イベントは「Prelude to Spring Festival Gala: The World Watches the CMG Gala Together(世界がCMGガラを共に見る)」を掲げ、春節のムードを“見て・参加して”感じられる構成だったとされています。
- CMG春節ガラ(春節聯歓晩会)のプロモーション映像の上映
- テーマ性のあるライトショー
- 参加型の文化体験(インタラクティブ企画)
年中行事に結びついた文化イベントを、映像・演出・体験のセットで届けることで、言語の壁を越えて空気感を共有しやすい点が特徴といえます。

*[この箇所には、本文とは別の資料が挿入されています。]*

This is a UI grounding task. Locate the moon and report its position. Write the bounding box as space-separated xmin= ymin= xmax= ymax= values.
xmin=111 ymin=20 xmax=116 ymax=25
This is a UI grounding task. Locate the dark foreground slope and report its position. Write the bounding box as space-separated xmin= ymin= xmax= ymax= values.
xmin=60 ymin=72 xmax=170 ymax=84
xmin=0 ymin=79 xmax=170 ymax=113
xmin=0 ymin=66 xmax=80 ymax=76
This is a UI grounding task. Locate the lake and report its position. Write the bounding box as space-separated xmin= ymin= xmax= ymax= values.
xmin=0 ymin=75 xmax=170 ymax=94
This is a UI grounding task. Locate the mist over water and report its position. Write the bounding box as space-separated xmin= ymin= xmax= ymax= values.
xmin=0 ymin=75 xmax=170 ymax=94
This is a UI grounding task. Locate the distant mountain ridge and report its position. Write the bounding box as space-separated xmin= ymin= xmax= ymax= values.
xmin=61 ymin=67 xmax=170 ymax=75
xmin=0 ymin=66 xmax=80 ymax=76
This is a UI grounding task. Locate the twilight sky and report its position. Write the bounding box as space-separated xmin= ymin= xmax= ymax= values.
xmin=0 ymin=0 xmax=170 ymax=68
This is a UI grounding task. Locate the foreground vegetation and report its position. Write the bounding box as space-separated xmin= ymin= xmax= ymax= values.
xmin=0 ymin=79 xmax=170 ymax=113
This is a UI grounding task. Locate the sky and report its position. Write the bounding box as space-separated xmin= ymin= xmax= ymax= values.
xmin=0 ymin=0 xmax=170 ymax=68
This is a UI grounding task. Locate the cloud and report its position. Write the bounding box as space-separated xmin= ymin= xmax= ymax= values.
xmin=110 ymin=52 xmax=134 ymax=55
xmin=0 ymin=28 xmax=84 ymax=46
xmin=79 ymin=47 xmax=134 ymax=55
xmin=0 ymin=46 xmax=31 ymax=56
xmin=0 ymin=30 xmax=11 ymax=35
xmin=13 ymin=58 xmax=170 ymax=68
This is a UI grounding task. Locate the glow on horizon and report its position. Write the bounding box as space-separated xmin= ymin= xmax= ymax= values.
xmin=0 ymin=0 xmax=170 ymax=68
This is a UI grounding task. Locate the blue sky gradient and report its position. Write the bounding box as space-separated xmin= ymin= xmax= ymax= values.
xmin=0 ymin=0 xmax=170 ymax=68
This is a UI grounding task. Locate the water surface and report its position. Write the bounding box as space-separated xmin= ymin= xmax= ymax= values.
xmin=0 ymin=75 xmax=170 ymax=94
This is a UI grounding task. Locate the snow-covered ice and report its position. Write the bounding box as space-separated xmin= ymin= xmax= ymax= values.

CMG側メッセージ:43年続く「年に一度の文化番組」
中国共産党中央委員会 宣伝部の副部長で、CMG総裁でもある慎海雄氏は、ビデオメッセージを寄せました。慎氏は、CMG春節ガラについて「世界で最も視聴される年次の文化イベント」と位置づけ、43年連続で開催されてきたこと、そして中国本土のみならず海外の中国の人々にとっても共鳴を呼ぶ“精神的なごちそう”になっている、という趣旨を述べたとされています。
背景にあるのは「人と人のつながり」をつくる場
今回のような催しは、外交や経済の話題とは別のレイヤーで、都市の公共空間に“季節の行事”を持ち込み、来場者の体験として共有するところに狙いがあります。ライトショーや体験型の展示は、短時間でも参加しやすく、SNSで切り取りやすい形式でもあります。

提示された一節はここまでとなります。